Laurent Colantonio : Si les armes se sont tues, la situation actuelle et l’avenir de l’Irlande du Nord restent néanmoins des sujets délicats, sources potentielles de tensions entre les deux États et, à l’échelle de la province, entre les deux communautés, nationaliste/catholique d’un côté, unioniste/protestante de l’autre, qui vivent encore largement à distance l’une de l’autre. Les premiers revendiquent le rattachement à la République d’Irlande, tandis que les seconds souhaitent demeurer au sein du Royaume-Uni. Depuis 2007, la situation s’est stabilisée. L’exécutif « mixte » (unioniste-nationaliste), actuellement en place, fonctionne mais la cogestion de la province demeure laborieuse et incertaine. Les lignes de front identitaires ne se déplacent que très lentement.

JOL Press : Le président Michael D. Higgins va rencontrer lors de cette visite la communauté irlandaise de Londres. Y a-t-il une tradition d’immigration irlandaise en Angleterre ? Comment se caractérise cette immigration ?
 

Laurent Colantonio : Il n’est pas étonnant que le Président rencontre la « communauté irlandaise » au cours de son voyage, car la tradition d’immigration irlandaise en Angleterre, plus exactement en Grande-Bretagne, est bien établie, depuis le début du XIXe siècle au moins. Les migrants étaient poussés, pour la plupart, par des motivations économiques. Au milieu du siècle, le phénomène a pris un tour particulièrement tragique au moment de la Grande Famine, qui a précipité le départ d’au moins un million d’hommes et de femmes en six ans.

La grande majorité des migrants a choisi l’Amérique du Nord, l’Australie ou la Nouvelle-Zélande, mais le voisin britannique est resté une destination courante, notamment pour ceux qui ne pouvaient supporter le coût d’une traversée transocéanique.
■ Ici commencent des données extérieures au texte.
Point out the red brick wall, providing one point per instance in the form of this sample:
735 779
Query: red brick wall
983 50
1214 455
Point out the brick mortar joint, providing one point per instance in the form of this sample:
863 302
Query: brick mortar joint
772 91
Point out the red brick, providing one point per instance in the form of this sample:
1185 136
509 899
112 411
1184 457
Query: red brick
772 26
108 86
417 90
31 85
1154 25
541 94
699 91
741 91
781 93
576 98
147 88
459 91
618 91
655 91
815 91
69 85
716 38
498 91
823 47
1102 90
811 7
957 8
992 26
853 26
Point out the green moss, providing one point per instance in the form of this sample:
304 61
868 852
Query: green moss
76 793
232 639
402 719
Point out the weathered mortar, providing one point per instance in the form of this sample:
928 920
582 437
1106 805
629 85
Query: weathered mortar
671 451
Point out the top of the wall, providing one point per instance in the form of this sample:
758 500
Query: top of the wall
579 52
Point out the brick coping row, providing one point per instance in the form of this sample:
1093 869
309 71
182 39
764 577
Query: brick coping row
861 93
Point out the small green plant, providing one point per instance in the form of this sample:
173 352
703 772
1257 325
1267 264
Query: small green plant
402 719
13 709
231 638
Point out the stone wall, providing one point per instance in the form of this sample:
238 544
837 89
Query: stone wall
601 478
Dans la seconde moitié du XIXe siècle, entre un cinquième et un quart des émigrants irlandais se sont regroupés dans certains quartiers des grandes villes portuaires et des centres industriels britanniques (« Little Ireland » à Manchester par exemple), où ils sont venus grossir les rangs des dockers, des domestiques ou du prolétariat industriel. Vivant souvent dans des conditions misérables, ils subissaient les préjugés de l’Angleterre victorienne. Étrangers de l’intérieur, les Irlandais servaient volontiers de boucs-émissaires aux problèmes économiques et sociaux du temps.

Aujourd’hui, la situation n’est plus la même, les Irlandais ont été remplacés par d’autres groupes de migrants en bas de l’échelle sociale, on ne parle plus de problèmes d’intégration qui concerneraient les Irlandais.

Propos recueillis par Anaïs Lefébure pour JOL Press

———————————————–

Laurent Colantonio est historien, spécialiste de l’Irlande et maître de conférences en histoire contemporaine à l’Université de Poitiers. Ses principaux thèmes de recherches sont l’Irlande contemporaine (histoire politique du XIXe siècle, nationalismes et enjeux mémoriels) et l’Irlande et la France au XIXe siècle.